Originally Posted by *MandyB* 
*Maybe I AM the only one to ever have a child obsessed like this? Nobody has any other suggestions for me?* I feel like I'm at my wits end with her. How can I get her to respect these boundries? I feel like I've done everything I can to show her and I don't want her to think it would be okay for someone to touch her if it makes her feel uncomfortable in the future either, kwim?

No, you're not the only one, I have seen multiple moms here at MDC complain of the same thing.

She WILL quit sometime. However, do not feel bad for being impatient. Irritated and angry is the logical response here. Getting angry with her, taking her hands off your body, holding her hands and talking to her firmly while looking her in the eye might get her to stop. It might not, but in the mean time, YOU need to know that it's OK, it's reasonable to be angry about this.

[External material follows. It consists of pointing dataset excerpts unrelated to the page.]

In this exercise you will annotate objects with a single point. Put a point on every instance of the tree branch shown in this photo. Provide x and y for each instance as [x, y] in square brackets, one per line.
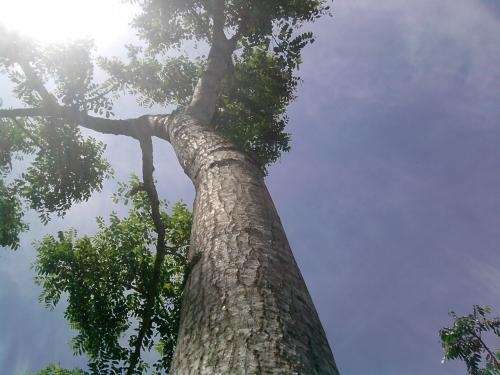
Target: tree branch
[152, 125]
[206, 93]
[161, 249]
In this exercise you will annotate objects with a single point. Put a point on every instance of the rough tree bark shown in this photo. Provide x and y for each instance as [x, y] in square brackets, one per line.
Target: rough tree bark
[246, 308]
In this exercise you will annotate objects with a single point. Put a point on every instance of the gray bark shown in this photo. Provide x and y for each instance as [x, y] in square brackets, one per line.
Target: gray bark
[246, 308]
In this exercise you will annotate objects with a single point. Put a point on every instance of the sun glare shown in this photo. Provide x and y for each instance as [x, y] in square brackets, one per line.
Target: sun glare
[55, 21]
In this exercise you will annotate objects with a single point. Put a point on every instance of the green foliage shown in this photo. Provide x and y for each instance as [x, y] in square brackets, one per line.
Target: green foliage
[106, 278]
[63, 167]
[11, 223]
[464, 340]
[253, 105]
[66, 169]
[57, 370]
[256, 94]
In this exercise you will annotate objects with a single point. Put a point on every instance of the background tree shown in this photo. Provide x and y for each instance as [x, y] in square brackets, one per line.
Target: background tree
[465, 340]
[108, 278]
[246, 308]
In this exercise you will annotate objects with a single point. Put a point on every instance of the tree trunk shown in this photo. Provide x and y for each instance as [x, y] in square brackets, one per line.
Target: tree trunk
[246, 308]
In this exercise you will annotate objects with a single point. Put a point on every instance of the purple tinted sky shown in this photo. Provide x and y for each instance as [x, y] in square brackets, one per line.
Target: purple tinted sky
[390, 196]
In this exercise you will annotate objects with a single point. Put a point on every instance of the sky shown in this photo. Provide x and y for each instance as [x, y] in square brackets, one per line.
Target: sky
[390, 196]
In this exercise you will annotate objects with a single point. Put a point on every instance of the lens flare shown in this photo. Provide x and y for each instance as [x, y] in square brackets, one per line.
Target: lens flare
[55, 21]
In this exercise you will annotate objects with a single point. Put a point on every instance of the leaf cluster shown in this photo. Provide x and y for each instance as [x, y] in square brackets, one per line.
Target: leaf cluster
[259, 88]
[57, 370]
[464, 340]
[107, 277]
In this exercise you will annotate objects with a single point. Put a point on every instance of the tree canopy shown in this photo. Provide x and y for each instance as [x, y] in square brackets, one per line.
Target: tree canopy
[65, 167]
[231, 64]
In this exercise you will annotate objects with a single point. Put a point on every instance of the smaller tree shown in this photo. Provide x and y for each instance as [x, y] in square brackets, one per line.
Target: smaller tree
[464, 340]
[115, 286]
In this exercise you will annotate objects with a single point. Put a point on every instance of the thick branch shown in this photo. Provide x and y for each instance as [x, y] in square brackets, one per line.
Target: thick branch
[136, 127]
[206, 93]
[161, 249]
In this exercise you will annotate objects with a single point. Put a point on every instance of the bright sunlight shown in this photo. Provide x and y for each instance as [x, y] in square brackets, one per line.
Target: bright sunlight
[54, 21]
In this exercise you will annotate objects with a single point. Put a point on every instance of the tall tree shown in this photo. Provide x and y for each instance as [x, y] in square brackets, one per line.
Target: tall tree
[246, 308]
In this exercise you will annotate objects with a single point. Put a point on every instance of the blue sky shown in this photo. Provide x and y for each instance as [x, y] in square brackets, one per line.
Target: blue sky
[390, 196]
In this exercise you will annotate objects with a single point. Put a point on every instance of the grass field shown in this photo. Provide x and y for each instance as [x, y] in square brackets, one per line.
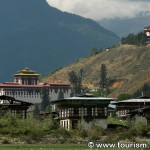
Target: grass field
[54, 147]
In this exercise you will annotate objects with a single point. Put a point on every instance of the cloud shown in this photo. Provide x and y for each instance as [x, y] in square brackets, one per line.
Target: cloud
[103, 9]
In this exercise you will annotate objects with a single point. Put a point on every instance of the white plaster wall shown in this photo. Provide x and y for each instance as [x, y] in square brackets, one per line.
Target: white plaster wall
[97, 122]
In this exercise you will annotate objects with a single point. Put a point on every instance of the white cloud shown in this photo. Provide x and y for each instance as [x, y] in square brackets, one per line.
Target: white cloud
[101, 9]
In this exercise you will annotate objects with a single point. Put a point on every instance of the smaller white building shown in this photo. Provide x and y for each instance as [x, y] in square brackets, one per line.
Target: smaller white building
[26, 87]
[85, 111]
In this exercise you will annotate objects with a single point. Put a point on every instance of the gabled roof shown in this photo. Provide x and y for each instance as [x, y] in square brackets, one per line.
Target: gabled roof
[12, 100]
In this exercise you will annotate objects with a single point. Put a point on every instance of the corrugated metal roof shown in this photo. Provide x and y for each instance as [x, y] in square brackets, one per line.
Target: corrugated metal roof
[134, 100]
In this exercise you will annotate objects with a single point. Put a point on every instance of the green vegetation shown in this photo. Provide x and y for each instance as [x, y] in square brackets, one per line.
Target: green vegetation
[135, 39]
[45, 99]
[76, 81]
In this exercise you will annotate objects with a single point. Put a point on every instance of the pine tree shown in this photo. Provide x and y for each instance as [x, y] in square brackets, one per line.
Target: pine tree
[45, 98]
[60, 95]
[36, 111]
[103, 76]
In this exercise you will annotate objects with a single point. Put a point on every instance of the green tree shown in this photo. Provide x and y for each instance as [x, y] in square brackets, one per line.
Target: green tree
[45, 98]
[103, 77]
[76, 81]
[36, 111]
[124, 96]
[60, 95]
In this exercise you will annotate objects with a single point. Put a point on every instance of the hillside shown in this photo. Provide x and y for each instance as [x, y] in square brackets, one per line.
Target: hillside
[34, 34]
[127, 66]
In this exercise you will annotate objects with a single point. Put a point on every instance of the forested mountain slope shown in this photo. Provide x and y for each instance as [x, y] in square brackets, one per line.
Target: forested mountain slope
[36, 35]
[127, 68]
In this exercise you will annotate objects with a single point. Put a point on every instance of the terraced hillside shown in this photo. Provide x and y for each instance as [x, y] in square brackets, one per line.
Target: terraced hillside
[128, 67]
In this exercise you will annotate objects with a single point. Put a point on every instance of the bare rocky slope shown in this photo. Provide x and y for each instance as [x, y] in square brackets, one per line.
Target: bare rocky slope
[128, 67]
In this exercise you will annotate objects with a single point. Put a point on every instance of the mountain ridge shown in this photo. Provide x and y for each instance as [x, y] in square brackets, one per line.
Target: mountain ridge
[127, 67]
[34, 34]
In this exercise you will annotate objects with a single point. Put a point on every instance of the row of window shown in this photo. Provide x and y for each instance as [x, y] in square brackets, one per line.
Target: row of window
[78, 112]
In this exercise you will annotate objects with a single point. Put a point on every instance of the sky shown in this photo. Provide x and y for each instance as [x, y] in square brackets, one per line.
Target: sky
[104, 9]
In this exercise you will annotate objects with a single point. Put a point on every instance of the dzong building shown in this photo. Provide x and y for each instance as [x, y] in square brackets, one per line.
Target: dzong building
[26, 87]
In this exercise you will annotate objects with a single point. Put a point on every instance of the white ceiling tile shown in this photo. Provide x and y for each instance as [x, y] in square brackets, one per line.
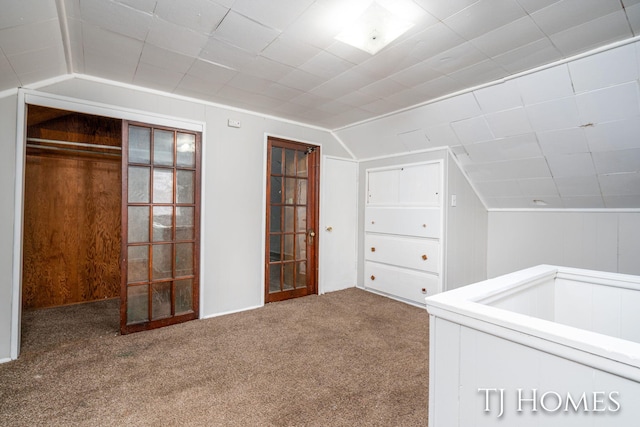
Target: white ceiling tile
[451, 109]
[578, 185]
[537, 187]
[300, 80]
[414, 140]
[26, 12]
[435, 39]
[441, 135]
[520, 147]
[608, 68]
[443, 10]
[609, 104]
[357, 98]
[210, 72]
[633, 14]
[515, 169]
[508, 188]
[415, 75]
[290, 51]
[456, 58]
[318, 24]
[116, 17]
[379, 107]
[219, 52]
[8, 77]
[511, 36]
[617, 161]
[48, 58]
[533, 5]
[499, 97]
[578, 164]
[24, 38]
[197, 87]
[545, 85]
[620, 184]
[408, 97]
[201, 16]
[176, 38]
[249, 83]
[553, 115]
[583, 202]
[348, 52]
[383, 88]
[275, 17]
[438, 87]
[529, 56]
[622, 202]
[565, 14]
[165, 59]
[472, 130]
[563, 141]
[326, 65]
[509, 122]
[160, 78]
[609, 28]
[618, 135]
[478, 74]
[284, 93]
[244, 33]
[483, 16]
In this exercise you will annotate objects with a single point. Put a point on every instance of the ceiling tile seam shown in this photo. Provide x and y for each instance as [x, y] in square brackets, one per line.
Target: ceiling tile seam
[132, 86]
[496, 82]
[64, 33]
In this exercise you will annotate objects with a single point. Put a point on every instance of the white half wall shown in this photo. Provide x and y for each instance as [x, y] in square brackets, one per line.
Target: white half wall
[605, 241]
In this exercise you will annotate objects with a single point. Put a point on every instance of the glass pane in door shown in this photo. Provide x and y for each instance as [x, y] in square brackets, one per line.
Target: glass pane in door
[289, 220]
[160, 273]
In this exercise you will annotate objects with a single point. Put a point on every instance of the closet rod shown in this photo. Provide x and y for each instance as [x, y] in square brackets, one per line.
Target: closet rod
[76, 144]
[48, 147]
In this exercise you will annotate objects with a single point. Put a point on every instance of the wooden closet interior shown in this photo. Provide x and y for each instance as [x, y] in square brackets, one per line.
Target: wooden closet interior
[72, 208]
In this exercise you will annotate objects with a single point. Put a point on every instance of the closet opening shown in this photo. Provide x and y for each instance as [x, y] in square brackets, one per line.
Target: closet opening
[72, 210]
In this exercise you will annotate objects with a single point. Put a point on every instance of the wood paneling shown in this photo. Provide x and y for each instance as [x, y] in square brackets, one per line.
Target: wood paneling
[71, 238]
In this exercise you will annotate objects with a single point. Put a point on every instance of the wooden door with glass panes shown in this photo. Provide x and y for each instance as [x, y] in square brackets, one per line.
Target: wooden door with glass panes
[292, 203]
[160, 226]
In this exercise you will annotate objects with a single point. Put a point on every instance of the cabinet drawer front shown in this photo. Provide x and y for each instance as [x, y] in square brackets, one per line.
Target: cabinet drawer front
[419, 222]
[418, 254]
[410, 285]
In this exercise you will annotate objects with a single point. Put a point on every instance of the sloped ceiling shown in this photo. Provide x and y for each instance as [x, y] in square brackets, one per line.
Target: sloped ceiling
[567, 135]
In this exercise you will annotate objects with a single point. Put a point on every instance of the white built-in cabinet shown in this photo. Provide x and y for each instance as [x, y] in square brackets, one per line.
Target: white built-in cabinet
[403, 230]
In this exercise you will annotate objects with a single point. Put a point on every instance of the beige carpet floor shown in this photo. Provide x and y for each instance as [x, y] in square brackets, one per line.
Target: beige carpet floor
[348, 358]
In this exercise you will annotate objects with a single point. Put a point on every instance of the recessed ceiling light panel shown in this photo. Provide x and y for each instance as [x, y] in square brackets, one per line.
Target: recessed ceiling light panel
[375, 28]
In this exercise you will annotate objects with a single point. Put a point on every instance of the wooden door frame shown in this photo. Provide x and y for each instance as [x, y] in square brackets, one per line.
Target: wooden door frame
[98, 108]
[313, 204]
[173, 319]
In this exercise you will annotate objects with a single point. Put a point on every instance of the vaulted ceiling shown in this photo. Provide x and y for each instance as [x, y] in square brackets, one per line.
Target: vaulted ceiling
[281, 58]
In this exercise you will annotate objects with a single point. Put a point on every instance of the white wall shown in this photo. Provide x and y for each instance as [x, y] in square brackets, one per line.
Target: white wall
[606, 241]
[466, 232]
[7, 186]
[233, 188]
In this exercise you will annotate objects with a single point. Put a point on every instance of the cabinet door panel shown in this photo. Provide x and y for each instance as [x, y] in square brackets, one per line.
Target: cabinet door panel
[419, 185]
[418, 254]
[383, 187]
[410, 285]
[419, 222]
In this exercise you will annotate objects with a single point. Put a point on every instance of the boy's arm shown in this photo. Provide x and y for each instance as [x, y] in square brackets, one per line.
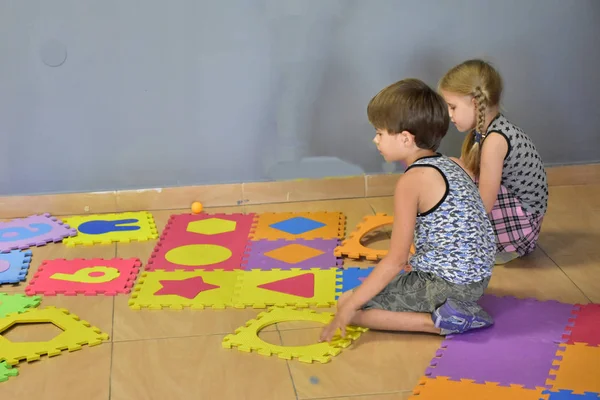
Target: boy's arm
[405, 213]
[493, 151]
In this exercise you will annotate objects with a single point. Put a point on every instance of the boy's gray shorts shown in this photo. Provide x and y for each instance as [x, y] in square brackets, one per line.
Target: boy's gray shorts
[419, 291]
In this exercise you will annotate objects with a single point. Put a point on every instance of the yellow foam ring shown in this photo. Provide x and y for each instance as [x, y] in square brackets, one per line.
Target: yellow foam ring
[84, 275]
[198, 254]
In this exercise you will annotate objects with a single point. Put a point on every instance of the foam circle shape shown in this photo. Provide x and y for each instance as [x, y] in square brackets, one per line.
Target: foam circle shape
[198, 254]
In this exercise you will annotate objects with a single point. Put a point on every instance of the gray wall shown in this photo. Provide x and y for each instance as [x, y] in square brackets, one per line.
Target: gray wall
[156, 93]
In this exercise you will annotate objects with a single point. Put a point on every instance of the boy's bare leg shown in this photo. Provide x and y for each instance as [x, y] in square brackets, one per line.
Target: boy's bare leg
[395, 321]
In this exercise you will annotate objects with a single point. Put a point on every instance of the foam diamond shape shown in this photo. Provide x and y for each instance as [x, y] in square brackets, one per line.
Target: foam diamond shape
[294, 253]
[211, 226]
[297, 225]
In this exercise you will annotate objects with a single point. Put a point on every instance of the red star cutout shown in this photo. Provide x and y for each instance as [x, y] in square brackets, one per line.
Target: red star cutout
[188, 288]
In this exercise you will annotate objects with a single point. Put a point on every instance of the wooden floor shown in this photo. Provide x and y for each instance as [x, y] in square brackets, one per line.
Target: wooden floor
[178, 354]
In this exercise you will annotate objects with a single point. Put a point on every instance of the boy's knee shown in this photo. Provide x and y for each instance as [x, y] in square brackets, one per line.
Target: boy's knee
[344, 297]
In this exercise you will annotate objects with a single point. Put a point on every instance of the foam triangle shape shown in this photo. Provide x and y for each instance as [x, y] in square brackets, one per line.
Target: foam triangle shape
[301, 285]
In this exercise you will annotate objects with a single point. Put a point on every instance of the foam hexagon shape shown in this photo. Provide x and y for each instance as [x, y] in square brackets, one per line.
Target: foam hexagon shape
[75, 333]
[211, 226]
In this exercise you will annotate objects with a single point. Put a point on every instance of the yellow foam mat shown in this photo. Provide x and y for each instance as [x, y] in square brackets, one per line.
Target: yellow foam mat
[246, 337]
[178, 289]
[121, 221]
[75, 333]
[287, 288]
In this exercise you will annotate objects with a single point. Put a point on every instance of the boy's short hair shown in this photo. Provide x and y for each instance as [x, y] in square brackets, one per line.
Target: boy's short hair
[410, 105]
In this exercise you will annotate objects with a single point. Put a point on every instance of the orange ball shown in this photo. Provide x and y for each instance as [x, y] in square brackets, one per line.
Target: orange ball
[196, 207]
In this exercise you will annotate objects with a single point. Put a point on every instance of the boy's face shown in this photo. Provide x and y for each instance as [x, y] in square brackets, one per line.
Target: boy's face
[462, 111]
[390, 146]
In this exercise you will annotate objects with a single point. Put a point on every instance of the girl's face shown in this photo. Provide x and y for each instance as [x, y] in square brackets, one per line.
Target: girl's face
[462, 110]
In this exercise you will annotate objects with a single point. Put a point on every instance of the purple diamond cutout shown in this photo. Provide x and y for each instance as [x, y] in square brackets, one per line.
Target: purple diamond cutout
[35, 230]
[257, 259]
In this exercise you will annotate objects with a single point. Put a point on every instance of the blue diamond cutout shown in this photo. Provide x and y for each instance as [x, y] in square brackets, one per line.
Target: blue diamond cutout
[297, 225]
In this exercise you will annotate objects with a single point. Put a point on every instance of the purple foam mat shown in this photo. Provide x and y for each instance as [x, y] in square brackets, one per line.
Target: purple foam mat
[257, 259]
[518, 349]
[35, 230]
[506, 361]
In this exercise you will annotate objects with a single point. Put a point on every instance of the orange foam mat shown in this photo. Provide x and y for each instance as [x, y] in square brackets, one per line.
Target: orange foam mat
[442, 388]
[577, 369]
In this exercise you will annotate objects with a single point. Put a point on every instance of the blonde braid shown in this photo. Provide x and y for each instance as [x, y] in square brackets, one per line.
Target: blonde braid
[481, 100]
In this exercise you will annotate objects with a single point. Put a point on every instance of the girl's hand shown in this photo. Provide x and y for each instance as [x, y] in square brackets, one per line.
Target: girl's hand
[342, 319]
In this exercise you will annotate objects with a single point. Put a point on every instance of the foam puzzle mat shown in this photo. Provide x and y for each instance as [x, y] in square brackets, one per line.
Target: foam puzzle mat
[6, 371]
[35, 230]
[17, 303]
[84, 276]
[246, 337]
[299, 225]
[202, 241]
[14, 266]
[541, 337]
[299, 253]
[176, 290]
[109, 228]
[240, 289]
[75, 333]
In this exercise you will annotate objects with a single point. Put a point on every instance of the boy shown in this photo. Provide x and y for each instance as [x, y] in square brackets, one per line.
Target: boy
[437, 205]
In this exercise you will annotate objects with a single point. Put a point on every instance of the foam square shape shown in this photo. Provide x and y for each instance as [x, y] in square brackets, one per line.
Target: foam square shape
[17, 303]
[14, 266]
[76, 332]
[443, 388]
[246, 337]
[483, 358]
[35, 230]
[178, 289]
[299, 253]
[576, 368]
[295, 287]
[109, 228]
[299, 225]
[84, 276]
[186, 245]
[586, 325]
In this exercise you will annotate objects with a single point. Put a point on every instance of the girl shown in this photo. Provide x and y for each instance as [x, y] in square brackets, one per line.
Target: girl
[508, 168]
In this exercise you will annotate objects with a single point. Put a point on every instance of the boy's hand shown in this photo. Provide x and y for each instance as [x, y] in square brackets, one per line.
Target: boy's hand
[342, 319]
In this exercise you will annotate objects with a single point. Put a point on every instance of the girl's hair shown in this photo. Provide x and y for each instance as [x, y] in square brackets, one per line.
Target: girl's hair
[479, 79]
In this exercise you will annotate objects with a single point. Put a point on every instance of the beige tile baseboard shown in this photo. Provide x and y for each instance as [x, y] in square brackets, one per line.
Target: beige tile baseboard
[241, 193]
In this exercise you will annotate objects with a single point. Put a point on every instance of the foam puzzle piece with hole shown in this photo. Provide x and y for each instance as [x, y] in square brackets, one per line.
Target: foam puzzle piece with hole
[352, 247]
[75, 333]
[109, 228]
[443, 388]
[179, 289]
[85, 276]
[246, 337]
[285, 254]
[17, 303]
[585, 327]
[35, 230]
[294, 287]
[576, 367]
[14, 266]
[202, 241]
[299, 225]
[6, 371]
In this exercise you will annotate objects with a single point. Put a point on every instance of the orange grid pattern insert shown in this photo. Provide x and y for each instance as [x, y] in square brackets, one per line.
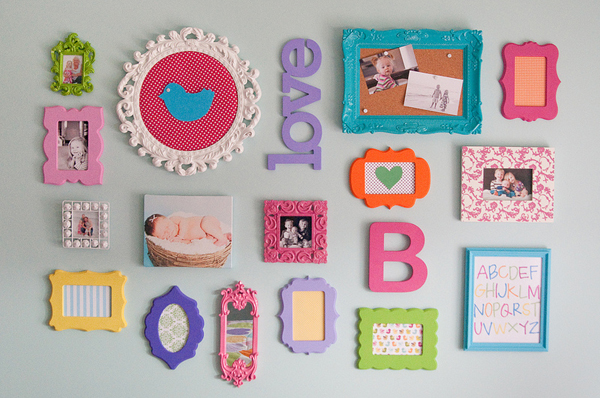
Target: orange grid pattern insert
[530, 81]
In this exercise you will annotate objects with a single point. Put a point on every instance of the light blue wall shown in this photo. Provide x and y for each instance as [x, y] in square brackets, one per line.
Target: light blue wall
[37, 361]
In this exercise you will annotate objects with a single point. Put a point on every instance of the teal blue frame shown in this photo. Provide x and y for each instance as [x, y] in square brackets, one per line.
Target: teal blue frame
[471, 254]
[470, 41]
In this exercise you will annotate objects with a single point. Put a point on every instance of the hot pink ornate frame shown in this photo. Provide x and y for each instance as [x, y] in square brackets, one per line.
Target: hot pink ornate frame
[316, 210]
[541, 206]
[94, 116]
[239, 298]
[507, 81]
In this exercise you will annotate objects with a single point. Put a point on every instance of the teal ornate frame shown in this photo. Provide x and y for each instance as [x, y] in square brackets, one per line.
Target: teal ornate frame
[72, 46]
[470, 41]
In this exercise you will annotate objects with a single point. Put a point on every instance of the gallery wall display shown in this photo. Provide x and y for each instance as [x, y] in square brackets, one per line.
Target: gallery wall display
[529, 81]
[87, 300]
[73, 145]
[308, 315]
[390, 178]
[397, 338]
[174, 327]
[295, 231]
[506, 299]
[85, 224]
[72, 62]
[239, 326]
[412, 81]
[507, 184]
[189, 101]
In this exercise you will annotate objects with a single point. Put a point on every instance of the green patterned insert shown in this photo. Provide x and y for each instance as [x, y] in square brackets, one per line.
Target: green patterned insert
[173, 328]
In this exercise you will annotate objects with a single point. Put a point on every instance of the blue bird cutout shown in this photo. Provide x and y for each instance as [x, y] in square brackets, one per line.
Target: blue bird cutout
[186, 107]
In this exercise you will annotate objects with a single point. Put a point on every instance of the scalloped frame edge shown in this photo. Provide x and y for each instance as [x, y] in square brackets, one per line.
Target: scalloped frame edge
[469, 40]
[195, 331]
[427, 318]
[507, 81]
[240, 297]
[422, 178]
[95, 117]
[307, 285]
[114, 279]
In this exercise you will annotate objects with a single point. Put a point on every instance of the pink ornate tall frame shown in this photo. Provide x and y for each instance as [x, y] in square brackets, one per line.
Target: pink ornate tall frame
[94, 116]
[529, 50]
[541, 162]
[316, 211]
[239, 297]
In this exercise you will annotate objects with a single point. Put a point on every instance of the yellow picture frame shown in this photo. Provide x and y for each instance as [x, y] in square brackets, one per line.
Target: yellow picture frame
[114, 322]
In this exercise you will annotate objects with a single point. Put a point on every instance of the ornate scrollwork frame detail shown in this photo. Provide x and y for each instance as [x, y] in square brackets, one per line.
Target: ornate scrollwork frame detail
[353, 121]
[240, 297]
[248, 90]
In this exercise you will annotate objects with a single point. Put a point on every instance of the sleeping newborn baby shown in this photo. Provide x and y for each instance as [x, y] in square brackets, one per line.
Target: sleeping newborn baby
[186, 229]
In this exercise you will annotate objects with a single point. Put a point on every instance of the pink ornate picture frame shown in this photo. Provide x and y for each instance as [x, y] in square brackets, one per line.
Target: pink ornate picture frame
[73, 145]
[239, 326]
[529, 195]
[529, 81]
[295, 231]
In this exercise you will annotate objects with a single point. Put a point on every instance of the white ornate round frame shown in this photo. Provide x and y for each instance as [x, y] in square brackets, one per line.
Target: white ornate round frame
[246, 118]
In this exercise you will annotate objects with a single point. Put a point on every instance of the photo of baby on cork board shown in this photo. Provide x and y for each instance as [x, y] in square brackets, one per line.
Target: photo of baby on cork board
[188, 231]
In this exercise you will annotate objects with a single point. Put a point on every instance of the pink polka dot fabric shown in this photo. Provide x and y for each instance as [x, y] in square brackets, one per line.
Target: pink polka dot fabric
[193, 71]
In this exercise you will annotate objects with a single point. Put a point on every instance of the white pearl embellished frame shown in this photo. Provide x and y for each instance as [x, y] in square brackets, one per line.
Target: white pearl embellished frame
[85, 224]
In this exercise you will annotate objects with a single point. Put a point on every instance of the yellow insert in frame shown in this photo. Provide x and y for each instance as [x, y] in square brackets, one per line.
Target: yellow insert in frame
[62, 303]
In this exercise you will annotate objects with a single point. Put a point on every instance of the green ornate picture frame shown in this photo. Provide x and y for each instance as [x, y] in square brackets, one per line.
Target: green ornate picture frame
[397, 338]
[72, 65]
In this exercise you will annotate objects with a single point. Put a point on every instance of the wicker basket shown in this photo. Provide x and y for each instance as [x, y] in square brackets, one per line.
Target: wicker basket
[162, 257]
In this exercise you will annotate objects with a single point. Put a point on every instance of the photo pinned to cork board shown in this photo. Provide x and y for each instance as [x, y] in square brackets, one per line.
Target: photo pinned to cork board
[188, 231]
[412, 81]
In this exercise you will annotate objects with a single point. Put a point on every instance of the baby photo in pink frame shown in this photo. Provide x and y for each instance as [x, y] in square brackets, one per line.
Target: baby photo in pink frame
[295, 231]
[73, 145]
[507, 184]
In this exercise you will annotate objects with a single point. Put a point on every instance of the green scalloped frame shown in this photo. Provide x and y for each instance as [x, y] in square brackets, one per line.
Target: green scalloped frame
[72, 46]
[368, 317]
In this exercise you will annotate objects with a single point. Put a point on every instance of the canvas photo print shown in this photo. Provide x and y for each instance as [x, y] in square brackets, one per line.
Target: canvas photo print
[188, 231]
[433, 93]
[388, 69]
[507, 184]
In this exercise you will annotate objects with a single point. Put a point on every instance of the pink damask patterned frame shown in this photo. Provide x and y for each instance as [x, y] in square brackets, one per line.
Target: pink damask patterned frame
[539, 208]
[276, 212]
[238, 371]
[53, 174]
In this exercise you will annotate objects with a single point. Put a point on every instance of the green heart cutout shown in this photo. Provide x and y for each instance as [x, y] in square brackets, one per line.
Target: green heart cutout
[389, 178]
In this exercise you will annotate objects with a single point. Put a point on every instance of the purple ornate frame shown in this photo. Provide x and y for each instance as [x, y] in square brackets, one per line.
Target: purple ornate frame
[286, 315]
[239, 298]
[195, 321]
[94, 116]
[316, 210]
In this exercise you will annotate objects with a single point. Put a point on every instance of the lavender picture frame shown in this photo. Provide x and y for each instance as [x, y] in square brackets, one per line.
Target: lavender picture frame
[195, 330]
[329, 314]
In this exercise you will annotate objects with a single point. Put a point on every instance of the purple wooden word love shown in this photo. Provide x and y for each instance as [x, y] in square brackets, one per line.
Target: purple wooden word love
[308, 152]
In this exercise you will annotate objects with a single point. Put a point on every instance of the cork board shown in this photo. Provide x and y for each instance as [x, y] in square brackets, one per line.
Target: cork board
[390, 102]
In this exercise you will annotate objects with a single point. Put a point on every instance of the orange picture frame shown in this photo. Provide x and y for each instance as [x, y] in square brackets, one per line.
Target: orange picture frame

And you are right to think long term about this, about how _she's_ going to protect _her_ body. At the age of four she may not have good impulse control, so that she continues to bug you even when she sees she's made you angry. Laughing about it might be her nervous reaction to your anger. But if you respond firmly each and every time she will be absorbing the message that there are personal boundaries that should not be crossed. You are reinforcing the message.


----------



## jeliphish (Jul 18, 2007)

I am in the same boat..... I am consistant, and firm, and offer alternatives. She has grown a liking to my moles and rubs them like she is "tweaking" a nipple.







(There is one on my back that she asks to rub constantly and I swear she has made it bigger). She has also developed a fetish of sorts for playing with my fingernails. I think at this age they just need a comforting ritual. And it seems as if almost all of our LOs were weaned about 2.5.


----------



## naismama (Oct 28, 2005)

Ugh! Same thing over here. DD just turned four and she is obsessed with my breasts. She weaned at 3.25, and her 1.5yo brother still nurses. I think she misses nursing. She loves to squeeze my breasts and tell me how soft







and delicious they are. She even makes this slurping sound wth her mouth after she says delicious. I just talk to her about personal boundaries and privacy. It's annoying, but I deal with it. If you are pregnant, though, I imagine it is irritating on a whole 'nother LEVEL, and I feel for you. This is mostly just to say you are not alone.









naismama


----------